Hasan-ı Basrî (r.a) kendisine, ihlas nedir, diye sorulunca, “Ben de bunu Huzeyfe’ye sordum.” diye cevap verdi. Hz. Huzeyfe, “Ben de bunu Rasûlullah’a (s.a.v) sordum. (Bir rivayete göre) Efendimiz, “Ben de bunu Cibrîl-i Emîn’e sordum.” buyurdular. Cibrîl-i Emîn de “Bunu Aziz ve Celîl olan Allah’a (c.c) sordum.” Ve Allah (c.c) şöyle buyurdu: “(İhlas), benim sırlarımdan bir sırdır (o bir sırr-ı İlâhi’dir) ki onu ancak (ve ancak) kullarımın (arasından) sevdiklerimin kalbine ilkâ ederim (kalbine bırakır, yerleştiririm).”

Kâmil manada (muhlis) olabilmenin tek yolu vardır. O da Allah’ın, kulunu sevme yoludur. Kul, Allah’ı sever veya sevdiğini iddia edebilir. Burada önemli olan kulun sevmesi değil; Allah’ın, kulunu sevmesidir.

“Allah onları seviyor, onlar da Allah’ı severler.”[3]

“Allah onlardan razı, onlar da Allah’tan razı.”[4]

Bizim Allah’ı sevmemizden daha önemli olan, Allah’ın bizi sevmesi ve razı olmasıdır. Allah’ın, kulunu sevmesinin yolu, alâmeti ve belirtisi nedir? Bunun tek yolu vardır, o da ahir zaman peygamberi Efendimiz’e (s.a.v) tâbî olmaktır. Bunun başka bir alternatifi de yoktur. Bu da Allah Teâlâ’nın değişmeyen kesin bir hükmüdür.

“Rasûlüm (onlara) de ki; eğer siz Allah’ı seviyorsanız (bunu iddia ediyorsanız) bana tâbî olun (bana uyun) ki Allah da sizi sevsin ve günahlarınızı bağışlasın (ve sizden razı olsun).”

Hasan-ı Basri (r.a), “Her kim ki sünnete uymaz ve muhalefet ettiği halde Allah’ı sevdiğini iddia ederse çokça yalan söyleyen kimselerden olur. Çünkü Kur’ân-ı Kerîm onu zaten yalanlıyor.” der.

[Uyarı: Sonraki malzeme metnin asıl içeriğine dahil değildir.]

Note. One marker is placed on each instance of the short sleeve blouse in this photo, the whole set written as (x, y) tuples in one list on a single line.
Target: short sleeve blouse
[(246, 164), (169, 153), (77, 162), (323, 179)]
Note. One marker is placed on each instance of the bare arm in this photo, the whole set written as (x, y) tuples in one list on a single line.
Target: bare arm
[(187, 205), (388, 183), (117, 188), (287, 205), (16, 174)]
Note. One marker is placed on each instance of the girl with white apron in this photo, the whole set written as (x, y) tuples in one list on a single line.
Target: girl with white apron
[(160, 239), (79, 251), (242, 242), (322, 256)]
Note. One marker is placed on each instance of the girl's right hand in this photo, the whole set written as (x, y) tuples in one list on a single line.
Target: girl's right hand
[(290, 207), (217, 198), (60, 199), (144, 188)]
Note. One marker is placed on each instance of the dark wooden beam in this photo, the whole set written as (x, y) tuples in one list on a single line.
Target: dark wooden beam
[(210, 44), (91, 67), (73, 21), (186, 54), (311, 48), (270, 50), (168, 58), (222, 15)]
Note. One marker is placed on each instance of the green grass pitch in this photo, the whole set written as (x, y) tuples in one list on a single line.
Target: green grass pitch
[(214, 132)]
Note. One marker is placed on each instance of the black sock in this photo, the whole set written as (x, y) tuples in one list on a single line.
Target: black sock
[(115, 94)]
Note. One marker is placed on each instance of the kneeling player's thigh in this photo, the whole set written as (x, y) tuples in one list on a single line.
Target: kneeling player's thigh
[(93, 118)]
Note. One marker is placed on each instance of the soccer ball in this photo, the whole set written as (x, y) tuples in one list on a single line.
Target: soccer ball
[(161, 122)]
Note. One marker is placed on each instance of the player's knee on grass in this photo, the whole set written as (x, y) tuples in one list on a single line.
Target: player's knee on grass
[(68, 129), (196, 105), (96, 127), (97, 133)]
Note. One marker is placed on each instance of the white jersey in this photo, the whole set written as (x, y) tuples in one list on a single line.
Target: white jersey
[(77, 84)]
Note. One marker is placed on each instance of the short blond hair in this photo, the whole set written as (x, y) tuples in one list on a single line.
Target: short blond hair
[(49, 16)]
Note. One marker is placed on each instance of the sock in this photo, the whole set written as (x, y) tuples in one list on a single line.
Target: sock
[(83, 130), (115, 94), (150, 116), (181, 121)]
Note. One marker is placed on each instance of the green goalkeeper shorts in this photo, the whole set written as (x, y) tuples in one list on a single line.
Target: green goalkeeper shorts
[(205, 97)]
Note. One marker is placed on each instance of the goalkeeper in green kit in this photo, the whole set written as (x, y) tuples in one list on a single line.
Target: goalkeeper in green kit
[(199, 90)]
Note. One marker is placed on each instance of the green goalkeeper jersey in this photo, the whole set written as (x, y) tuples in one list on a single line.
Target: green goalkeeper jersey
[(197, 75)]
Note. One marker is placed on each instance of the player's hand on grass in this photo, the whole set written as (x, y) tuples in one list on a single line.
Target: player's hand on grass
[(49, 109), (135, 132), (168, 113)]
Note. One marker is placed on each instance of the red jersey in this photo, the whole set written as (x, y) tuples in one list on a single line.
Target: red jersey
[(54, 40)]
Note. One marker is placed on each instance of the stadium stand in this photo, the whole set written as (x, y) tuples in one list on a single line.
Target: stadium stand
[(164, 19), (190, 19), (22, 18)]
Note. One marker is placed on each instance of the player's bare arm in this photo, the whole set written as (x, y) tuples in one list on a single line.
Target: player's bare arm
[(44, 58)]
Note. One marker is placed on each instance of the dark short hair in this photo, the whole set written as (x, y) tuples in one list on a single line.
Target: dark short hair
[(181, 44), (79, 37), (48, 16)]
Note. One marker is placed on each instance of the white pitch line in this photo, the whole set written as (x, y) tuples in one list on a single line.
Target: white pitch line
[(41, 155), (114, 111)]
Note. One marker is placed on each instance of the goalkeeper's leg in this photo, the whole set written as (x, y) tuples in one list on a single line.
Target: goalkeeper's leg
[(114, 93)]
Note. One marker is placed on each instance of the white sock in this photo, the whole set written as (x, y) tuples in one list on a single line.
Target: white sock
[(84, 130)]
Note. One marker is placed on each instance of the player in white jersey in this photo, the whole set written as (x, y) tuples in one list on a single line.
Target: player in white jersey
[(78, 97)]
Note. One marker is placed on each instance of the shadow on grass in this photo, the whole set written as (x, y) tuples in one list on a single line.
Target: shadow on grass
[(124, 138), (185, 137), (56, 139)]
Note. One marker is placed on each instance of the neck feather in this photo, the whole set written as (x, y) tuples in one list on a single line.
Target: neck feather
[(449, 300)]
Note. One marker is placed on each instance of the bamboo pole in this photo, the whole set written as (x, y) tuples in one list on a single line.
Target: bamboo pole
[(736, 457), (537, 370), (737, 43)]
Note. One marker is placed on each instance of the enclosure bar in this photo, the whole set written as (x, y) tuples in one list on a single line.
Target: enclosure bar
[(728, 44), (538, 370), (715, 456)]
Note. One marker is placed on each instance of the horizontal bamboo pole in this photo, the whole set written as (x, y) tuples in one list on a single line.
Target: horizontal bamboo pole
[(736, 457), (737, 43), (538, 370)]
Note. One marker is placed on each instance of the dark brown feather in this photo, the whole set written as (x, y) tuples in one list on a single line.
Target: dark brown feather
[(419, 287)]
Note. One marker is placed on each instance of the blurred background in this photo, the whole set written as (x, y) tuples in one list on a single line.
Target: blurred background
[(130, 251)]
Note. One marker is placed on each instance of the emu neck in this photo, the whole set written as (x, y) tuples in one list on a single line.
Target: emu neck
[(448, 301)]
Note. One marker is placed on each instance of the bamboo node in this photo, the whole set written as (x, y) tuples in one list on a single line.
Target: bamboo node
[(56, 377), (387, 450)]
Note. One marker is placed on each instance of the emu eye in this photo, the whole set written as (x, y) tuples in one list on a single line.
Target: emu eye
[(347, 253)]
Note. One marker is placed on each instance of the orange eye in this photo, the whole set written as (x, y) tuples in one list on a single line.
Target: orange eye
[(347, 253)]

İmam Buhârî’nin, Hz. Ebu Hureyre’den (r.a) naklettiği bir hadîs-i şerîfte Efendimiz (s.a.v) şöyle buyurdu; “Ümmetimin tamamı cennete girecektir. Ancak cennete girmekten imtina edenler (yani cennete girmek istemeyenler) hariç.” Sahabe-i kirâm, “Ya Rasûlullah, cennete girmek istemeyenler kimlerdir?” veya “Ya Rasûlullah, cennete girmeyi kimler istemez ki?” diye sorunca (Allah Rasûlü) şöyle buyurdu: “Bana itaat eden (bana tâbî olan, benim yolumu izleyen) cennete girecektir. Bana âsî olan (bana uymayan, benim yolumu takip etmeyenler) cennete girmekten imtina etmiştir. Cennete girmek istemiyorlar demektir.”[5]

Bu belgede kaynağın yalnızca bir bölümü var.